O amor é um construto que ceifa a ignorância de não atentar a dor do outro, assim se faz Sargaço, na beira de um mar, sem qualquer esperança à praia. Dona Ziê mostra em poucas cenas tramas de preocupação que dão o tom que a montagem pouco entrega. Com uma narrativa que se ancora em um roteiro mal trabalhado, o filme atenua construções de perda, dor e desistência. São poucas camadas em uma história densa que tornam o enredo interessante, na margem de uma atuação que também poderia ter sido melhor orquestrada. Acredito que todos entendam a complexidade que mora por trás de um câncer, mas até que ponto devemos nos preocupar junto às personagens, se ante tudo o que o filme nos mostra, não fica claro que se está à beira da morte? Porém, ela vai morrer.

Fica a cargo do espectador desvendar algumas informações que a direção deixou passar, seja nos diálogos ou na decupagem. A abertura deixada na narrativa causa uma ruptura na sensação do filme, quando as decisões que foram tomadas não ficaram claras no produto. É importante lembrar que o filme se lança a expressar uma paixão direta frente à premissa, o debate das escolhas feitas se estende aqui, restando o suspiro de um fim amarrado, mas em muitos momentos, a dúvida, infelizmente, fica.

Bia já se deixou levar pela morte, e por mais que ame seu companheiro, não há mais o que possa ser feito além de aceitar o destino e se entregar ao mar. Mas ela realmente se entregou ao mar, ou espera por Léo na beira da praia?
À primeira vista, o filme defendido pelo diretor é interessante, com imagens bem feitas, alguns ruídos que distraem a atenção, uma montagem que é usada de forma inteligente pontualmente, além de um roteiro e um nome que instigam uma promessa, mas que deixou a desejar.

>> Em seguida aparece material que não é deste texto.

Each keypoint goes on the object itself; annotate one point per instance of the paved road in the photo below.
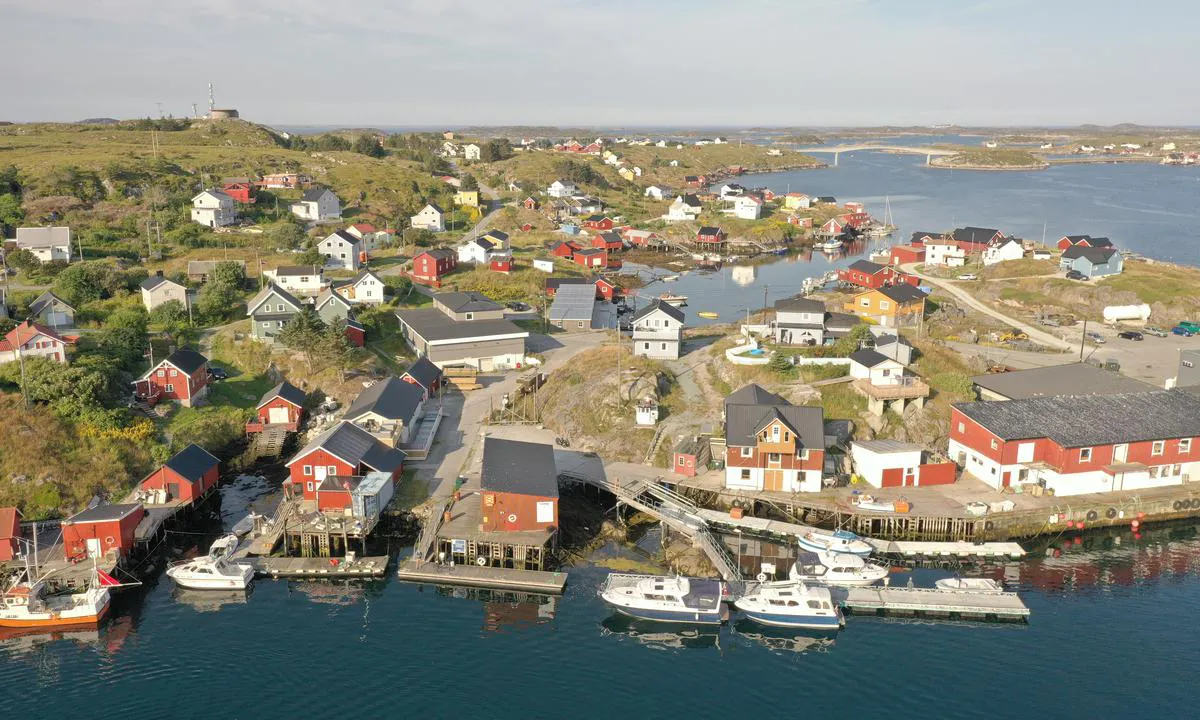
(967, 299)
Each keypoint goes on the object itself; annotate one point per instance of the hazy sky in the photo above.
(605, 61)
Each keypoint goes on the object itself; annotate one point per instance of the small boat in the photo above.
(839, 569)
(970, 585)
(791, 604)
(214, 571)
(835, 541)
(666, 599)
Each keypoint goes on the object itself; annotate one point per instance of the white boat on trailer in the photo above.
(839, 569)
(791, 604)
(666, 599)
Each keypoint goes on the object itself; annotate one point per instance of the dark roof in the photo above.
(865, 267)
(431, 324)
(468, 301)
(1096, 256)
(1089, 420)
(105, 513)
(354, 445)
(869, 358)
(287, 391)
(391, 399)
(192, 462)
(186, 360)
(903, 293)
(751, 408)
(424, 372)
(519, 467)
(670, 310)
(1074, 378)
(799, 305)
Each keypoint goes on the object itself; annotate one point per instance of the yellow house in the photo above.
(467, 197)
(891, 305)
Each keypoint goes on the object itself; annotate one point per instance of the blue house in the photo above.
(1092, 262)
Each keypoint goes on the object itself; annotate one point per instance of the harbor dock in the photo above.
(538, 581)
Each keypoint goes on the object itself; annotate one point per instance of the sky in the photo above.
(605, 63)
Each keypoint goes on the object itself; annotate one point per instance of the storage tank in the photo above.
(1126, 312)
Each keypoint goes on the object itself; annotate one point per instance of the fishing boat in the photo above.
(970, 585)
(666, 599)
(214, 571)
(839, 569)
(834, 541)
(791, 604)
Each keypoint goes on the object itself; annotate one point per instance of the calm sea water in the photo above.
(1113, 631)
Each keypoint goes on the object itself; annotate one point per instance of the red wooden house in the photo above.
(345, 450)
(281, 406)
(101, 529)
(431, 265)
(519, 487)
(187, 477)
(183, 377)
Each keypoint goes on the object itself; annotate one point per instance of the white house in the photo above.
(948, 255)
(318, 204)
(562, 189)
(341, 250)
(46, 244)
(1009, 249)
(214, 209)
(431, 217)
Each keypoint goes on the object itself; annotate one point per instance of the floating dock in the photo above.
(324, 568)
(933, 603)
(537, 581)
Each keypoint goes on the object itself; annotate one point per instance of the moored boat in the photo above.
(834, 541)
(839, 569)
(791, 604)
(666, 599)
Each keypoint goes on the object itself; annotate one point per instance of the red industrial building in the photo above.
(187, 477)
(100, 531)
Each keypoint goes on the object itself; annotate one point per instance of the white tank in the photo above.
(1126, 312)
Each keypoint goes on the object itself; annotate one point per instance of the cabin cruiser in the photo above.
(666, 599)
(834, 541)
(791, 604)
(214, 571)
(839, 569)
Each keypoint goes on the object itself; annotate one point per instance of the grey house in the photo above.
(658, 331)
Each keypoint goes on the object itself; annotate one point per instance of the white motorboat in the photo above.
(970, 585)
(839, 569)
(666, 599)
(214, 571)
(791, 604)
(834, 541)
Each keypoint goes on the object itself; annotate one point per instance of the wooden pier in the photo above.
(933, 603)
(538, 581)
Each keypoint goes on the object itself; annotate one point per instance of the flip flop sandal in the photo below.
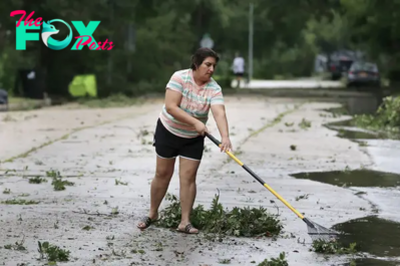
(147, 221)
(187, 229)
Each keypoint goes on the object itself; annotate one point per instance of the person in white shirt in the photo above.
(238, 68)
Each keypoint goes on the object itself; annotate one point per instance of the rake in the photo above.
(315, 231)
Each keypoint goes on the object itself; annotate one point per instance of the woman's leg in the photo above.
(159, 187)
(187, 175)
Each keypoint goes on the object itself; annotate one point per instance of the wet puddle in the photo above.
(372, 262)
(373, 235)
(354, 178)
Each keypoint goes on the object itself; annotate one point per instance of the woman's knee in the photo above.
(164, 174)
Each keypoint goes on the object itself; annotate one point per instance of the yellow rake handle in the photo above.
(218, 143)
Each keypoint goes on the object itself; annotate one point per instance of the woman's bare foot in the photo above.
(146, 221)
(188, 229)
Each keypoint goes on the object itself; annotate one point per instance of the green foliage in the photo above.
(333, 247)
(245, 222)
(279, 261)
(52, 252)
(386, 119)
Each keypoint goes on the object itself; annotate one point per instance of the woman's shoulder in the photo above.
(213, 84)
(181, 72)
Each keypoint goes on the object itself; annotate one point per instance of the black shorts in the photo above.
(239, 74)
(169, 146)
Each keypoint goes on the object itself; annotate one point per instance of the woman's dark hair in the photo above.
(201, 54)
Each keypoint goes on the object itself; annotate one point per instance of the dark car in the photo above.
(363, 74)
(339, 62)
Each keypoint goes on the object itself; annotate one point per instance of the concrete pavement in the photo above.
(115, 146)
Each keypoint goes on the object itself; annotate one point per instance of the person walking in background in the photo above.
(180, 131)
(238, 68)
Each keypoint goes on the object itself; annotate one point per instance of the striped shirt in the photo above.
(196, 101)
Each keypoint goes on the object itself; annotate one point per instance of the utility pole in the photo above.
(250, 64)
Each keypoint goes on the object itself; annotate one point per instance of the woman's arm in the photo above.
(172, 101)
(219, 114)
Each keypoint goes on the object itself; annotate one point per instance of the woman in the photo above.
(180, 131)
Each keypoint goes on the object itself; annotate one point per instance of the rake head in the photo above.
(318, 232)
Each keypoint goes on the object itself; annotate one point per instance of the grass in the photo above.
(333, 247)
(239, 222)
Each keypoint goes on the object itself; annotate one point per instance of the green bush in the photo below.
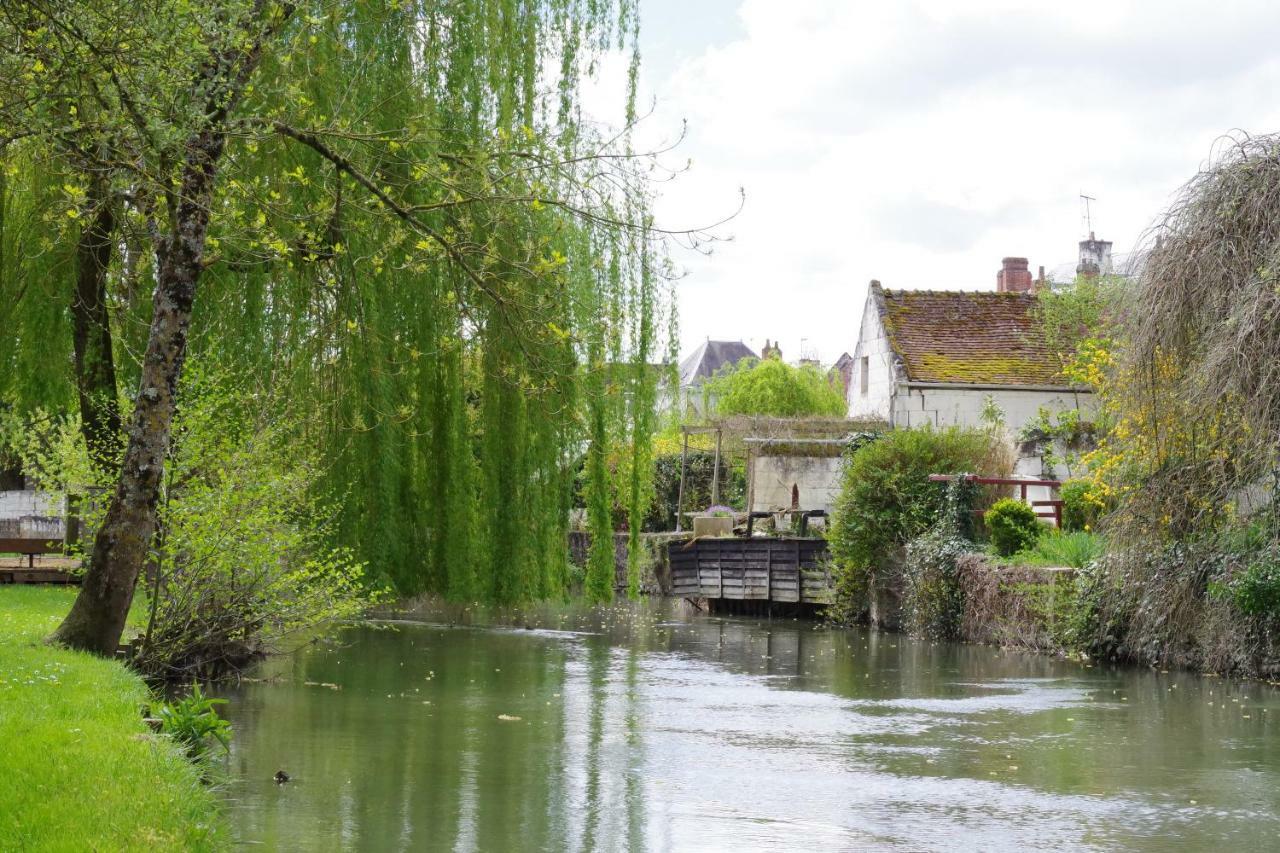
(886, 500)
(1256, 591)
(193, 723)
(1075, 548)
(1078, 511)
(775, 388)
(698, 486)
(1013, 525)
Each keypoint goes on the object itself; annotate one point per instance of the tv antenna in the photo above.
(1088, 213)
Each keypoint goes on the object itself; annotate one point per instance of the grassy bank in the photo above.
(78, 769)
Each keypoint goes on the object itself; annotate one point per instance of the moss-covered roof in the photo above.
(982, 338)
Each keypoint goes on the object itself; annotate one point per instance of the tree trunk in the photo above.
(91, 332)
(122, 544)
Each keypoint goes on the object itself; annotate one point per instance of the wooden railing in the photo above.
(1052, 507)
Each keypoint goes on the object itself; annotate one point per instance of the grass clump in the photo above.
(80, 770)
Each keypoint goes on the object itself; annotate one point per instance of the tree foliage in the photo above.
(773, 388)
(886, 497)
(410, 228)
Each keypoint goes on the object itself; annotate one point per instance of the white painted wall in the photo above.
(891, 397)
(817, 478)
(915, 405)
(880, 366)
(28, 514)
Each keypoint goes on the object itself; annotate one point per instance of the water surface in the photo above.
(649, 728)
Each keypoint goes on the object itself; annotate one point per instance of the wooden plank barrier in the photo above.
(752, 569)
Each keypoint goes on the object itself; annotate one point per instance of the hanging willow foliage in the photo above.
(417, 233)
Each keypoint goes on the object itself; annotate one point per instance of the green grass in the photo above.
(78, 767)
(1073, 550)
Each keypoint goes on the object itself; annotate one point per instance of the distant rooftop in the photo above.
(709, 357)
(983, 338)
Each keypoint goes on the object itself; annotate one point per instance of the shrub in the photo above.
(698, 486)
(932, 596)
(1013, 525)
(886, 498)
(1256, 591)
(193, 723)
(775, 388)
(1079, 512)
(242, 561)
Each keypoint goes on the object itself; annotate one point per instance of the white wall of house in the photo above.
(30, 514)
(871, 387)
(816, 477)
(946, 406)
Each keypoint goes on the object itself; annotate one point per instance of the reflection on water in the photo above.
(647, 728)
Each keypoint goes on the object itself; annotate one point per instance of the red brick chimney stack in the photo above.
(1014, 277)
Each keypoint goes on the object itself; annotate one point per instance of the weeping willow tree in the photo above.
(397, 213)
(1189, 457)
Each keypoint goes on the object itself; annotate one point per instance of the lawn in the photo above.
(78, 767)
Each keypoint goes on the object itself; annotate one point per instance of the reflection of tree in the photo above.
(597, 684)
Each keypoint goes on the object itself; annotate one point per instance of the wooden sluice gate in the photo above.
(750, 574)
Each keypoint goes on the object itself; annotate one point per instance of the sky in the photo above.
(920, 141)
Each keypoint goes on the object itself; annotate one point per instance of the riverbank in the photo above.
(80, 769)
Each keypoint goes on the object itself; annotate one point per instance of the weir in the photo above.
(771, 570)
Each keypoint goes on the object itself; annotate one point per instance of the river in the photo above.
(653, 728)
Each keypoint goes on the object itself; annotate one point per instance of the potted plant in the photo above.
(716, 521)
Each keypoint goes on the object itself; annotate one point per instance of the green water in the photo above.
(650, 729)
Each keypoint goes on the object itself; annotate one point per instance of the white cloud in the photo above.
(918, 142)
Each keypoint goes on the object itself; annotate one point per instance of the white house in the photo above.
(937, 356)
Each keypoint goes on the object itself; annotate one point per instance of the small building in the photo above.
(938, 356)
(700, 365)
(842, 373)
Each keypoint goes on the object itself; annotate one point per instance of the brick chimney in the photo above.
(1014, 277)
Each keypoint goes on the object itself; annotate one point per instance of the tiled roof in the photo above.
(982, 338)
(709, 357)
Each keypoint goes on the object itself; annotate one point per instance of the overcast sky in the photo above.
(919, 141)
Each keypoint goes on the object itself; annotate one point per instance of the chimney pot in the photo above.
(1013, 277)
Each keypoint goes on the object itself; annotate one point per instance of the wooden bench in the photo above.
(30, 547)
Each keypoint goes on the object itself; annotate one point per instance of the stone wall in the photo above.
(816, 477)
(31, 515)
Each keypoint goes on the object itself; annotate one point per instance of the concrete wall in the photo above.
(878, 368)
(915, 406)
(817, 478)
(32, 515)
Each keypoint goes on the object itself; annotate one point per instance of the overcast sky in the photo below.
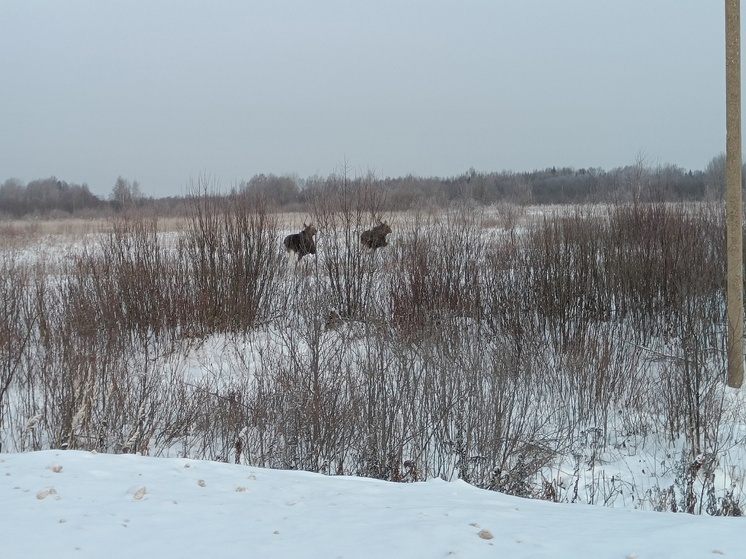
(162, 92)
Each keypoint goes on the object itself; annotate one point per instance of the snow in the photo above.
(82, 504)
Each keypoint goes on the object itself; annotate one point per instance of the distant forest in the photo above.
(54, 198)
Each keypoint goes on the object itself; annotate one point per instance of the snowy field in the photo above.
(631, 424)
(76, 504)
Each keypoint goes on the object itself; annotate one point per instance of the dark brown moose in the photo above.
(301, 243)
(376, 237)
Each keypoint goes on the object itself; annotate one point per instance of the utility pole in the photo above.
(734, 201)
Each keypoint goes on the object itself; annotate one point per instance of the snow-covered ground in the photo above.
(78, 504)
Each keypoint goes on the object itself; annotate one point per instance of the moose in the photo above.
(301, 243)
(376, 237)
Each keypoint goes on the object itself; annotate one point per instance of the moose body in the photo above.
(301, 243)
(376, 237)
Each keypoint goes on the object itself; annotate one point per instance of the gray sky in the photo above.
(162, 92)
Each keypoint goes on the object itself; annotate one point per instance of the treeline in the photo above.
(47, 197)
(566, 185)
(548, 186)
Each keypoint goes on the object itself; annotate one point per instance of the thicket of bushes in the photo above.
(470, 347)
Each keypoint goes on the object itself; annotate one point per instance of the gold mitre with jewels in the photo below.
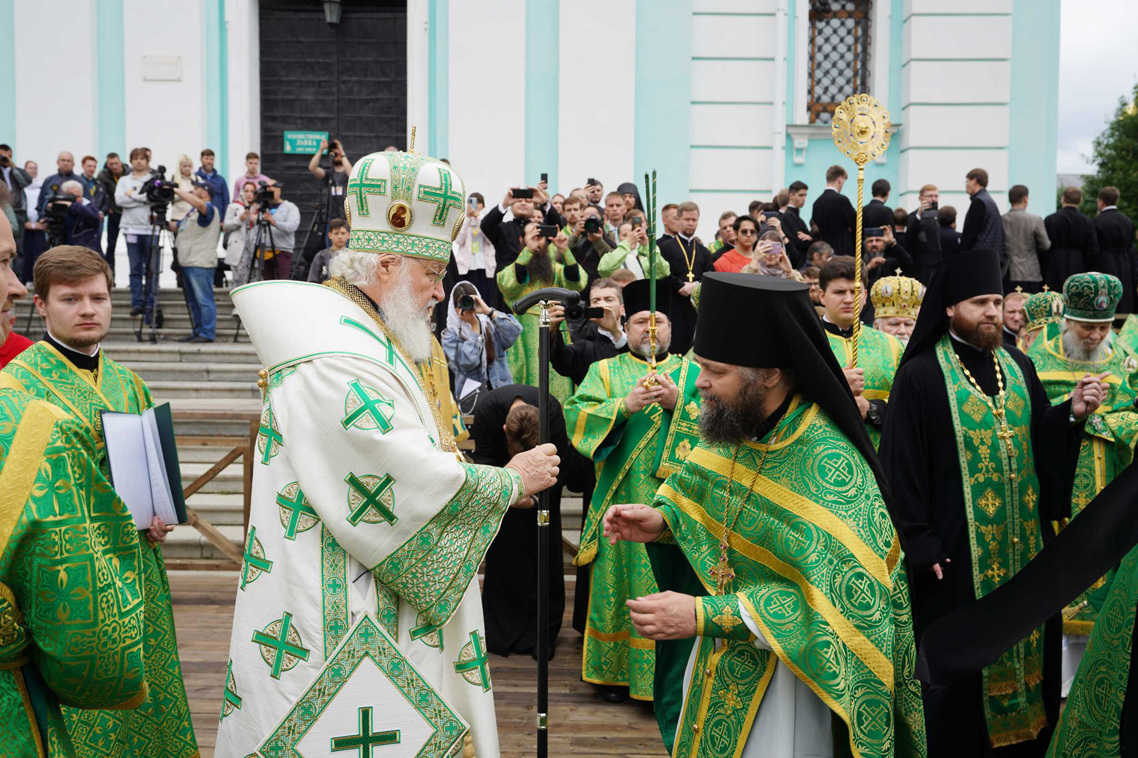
(897, 297)
(404, 204)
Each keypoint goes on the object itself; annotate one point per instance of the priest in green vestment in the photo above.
(877, 353)
(1108, 436)
(803, 641)
(71, 588)
(636, 433)
(69, 370)
(534, 269)
(980, 462)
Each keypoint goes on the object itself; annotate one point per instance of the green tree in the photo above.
(1115, 158)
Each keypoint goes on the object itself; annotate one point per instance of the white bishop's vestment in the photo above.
(359, 623)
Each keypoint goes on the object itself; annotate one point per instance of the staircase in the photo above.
(215, 379)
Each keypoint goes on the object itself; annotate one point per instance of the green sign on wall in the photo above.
(303, 142)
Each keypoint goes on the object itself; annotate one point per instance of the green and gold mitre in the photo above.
(1091, 296)
(404, 204)
(1042, 309)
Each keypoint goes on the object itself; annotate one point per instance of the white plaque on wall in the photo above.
(162, 68)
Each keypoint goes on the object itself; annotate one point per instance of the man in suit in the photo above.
(876, 213)
(833, 213)
(1074, 242)
(949, 238)
(793, 225)
(982, 224)
(1116, 254)
(922, 235)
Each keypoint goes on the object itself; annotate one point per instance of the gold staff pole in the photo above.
(860, 129)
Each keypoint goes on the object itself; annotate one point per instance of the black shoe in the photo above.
(615, 694)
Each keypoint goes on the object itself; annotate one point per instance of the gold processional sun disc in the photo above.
(860, 129)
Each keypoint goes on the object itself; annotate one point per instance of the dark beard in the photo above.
(973, 336)
(541, 269)
(732, 422)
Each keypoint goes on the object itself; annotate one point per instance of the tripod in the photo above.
(151, 312)
(257, 265)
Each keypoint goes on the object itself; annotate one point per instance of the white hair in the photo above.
(355, 266)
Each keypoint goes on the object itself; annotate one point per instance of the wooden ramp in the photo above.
(582, 725)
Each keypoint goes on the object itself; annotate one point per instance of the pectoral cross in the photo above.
(723, 573)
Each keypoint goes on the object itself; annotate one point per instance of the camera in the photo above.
(264, 195)
(157, 190)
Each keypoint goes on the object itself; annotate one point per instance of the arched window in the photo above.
(839, 55)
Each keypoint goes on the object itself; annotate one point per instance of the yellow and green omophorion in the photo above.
(1002, 507)
(879, 354)
(72, 600)
(161, 725)
(633, 453)
(817, 568)
(1107, 444)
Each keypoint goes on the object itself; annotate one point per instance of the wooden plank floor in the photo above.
(580, 724)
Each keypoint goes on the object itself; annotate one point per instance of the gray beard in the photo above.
(732, 422)
(644, 347)
(407, 323)
(1075, 351)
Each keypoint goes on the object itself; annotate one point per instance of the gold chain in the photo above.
(689, 261)
(723, 573)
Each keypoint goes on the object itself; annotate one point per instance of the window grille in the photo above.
(839, 55)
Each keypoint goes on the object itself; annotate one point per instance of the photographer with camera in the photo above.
(596, 331)
(198, 233)
(336, 181)
(588, 241)
(476, 340)
(137, 227)
(54, 183)
(922, 235)
(79, 216)
(283, 219)
(632, 253)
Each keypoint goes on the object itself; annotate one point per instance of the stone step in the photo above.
(154, 371)
(168, 389)
(131, 353)
(229, 482)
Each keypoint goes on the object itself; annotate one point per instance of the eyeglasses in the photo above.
(435, 274)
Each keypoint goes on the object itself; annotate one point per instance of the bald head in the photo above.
(11, 289)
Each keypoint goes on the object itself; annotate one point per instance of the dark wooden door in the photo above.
(349, 81)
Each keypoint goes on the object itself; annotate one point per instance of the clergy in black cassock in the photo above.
(963, 404)
(689, 261)
(510, 587)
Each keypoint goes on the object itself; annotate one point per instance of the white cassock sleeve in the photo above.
(369, 466)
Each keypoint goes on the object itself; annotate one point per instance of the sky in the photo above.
(1095, 71)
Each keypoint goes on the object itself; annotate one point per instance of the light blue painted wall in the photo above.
(216, 82)
(543, 71)
(664, 93)
(110, 79)
(8, 81)
(438, 77)
(1033, 110)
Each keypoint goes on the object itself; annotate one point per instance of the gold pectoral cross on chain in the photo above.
(723, 574)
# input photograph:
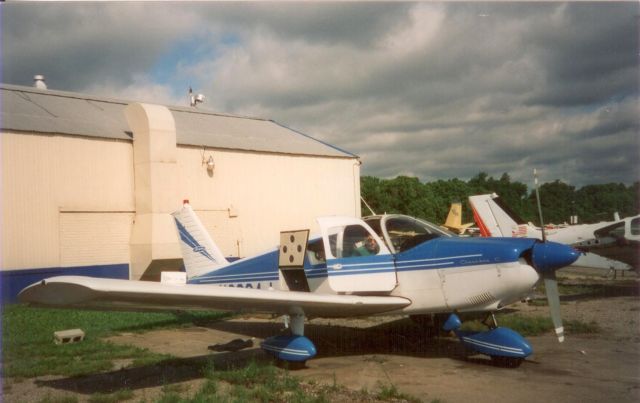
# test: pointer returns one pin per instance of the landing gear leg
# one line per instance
(490, 321)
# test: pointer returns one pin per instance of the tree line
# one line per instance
(559, 200)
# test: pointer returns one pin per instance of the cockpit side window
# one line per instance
(315, 252)
(635, 226)
(406, 233)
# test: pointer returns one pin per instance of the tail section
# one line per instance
(495, 219)
(201, 255)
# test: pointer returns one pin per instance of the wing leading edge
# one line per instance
(90, 292)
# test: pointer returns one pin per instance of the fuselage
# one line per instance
(442, 274)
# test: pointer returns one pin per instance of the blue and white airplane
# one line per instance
(389, 264)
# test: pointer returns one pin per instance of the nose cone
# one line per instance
(551, 256)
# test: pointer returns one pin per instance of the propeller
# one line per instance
(549, 273)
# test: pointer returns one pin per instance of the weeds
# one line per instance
(29, 351)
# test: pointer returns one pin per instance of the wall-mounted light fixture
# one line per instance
(208, 162)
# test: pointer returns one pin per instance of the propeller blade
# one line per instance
(553, 297)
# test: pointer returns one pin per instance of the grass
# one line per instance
(29, 351)
(534, 325)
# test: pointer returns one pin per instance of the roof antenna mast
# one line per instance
(194, 100)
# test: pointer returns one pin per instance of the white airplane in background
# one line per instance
(454, 220)
(389, 264)
(612, 245)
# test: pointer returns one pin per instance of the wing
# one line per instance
(97, 293)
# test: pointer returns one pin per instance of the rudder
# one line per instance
(200, 254)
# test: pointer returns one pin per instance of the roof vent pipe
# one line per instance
(38, 82)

Sargaço deixa o espectador em crise, em uma condução narrativa agradável e sentidos dispersos, pois Léo rouba a cena frente a dor de sua amada. O carro estaciona, na espera Bia interpela. Enquanto ouve calada a última fala de Léo.

É sobre os dois? Ou sobre ela e o câncer? Mas seria tão genérica assim a noção que construímos sobre o filme?
Muitos pontos tendem para um debate profundo sobre um cinema que estamos habituados a assistir. Sargaço é um componente importante na curadoria da 14ª Mostra Sururu, pois vai de encontro a uma maré densa, apesar de entregar pouco, salienta com muita iminência a perspectiva de mais portas sendo abertas para artistas independentes e descentralizados do antro cinematográfico alagoano.

Compondo uma atitude ascendente no cenário atual, esperamos cada vez mais que novas experiências audiovisuais cheguem aos olhos do público e resistam à estrutura canônica do cinema local. Precisamos ampliar o discurso da democratização do cinema, já que a pauta existe fruto da concentração dos acessos que acarreta a poda de artistas subalternizados.

Sargaço então, traçando uma trajetória importante para as produções alagoanas, deixa sua marca como primeiro filme de Yuri Melo. E constrói junto a outros artistas na Mostra a lança de resistência, esperança e espaço de que precisamos para sobreviver em um país que estende um débito com a cultura, e que cada vez mais excluí produções da margem. Ainda há muito a ser aprendido, mas a iniciativa, por isso, tem o seu prestígio.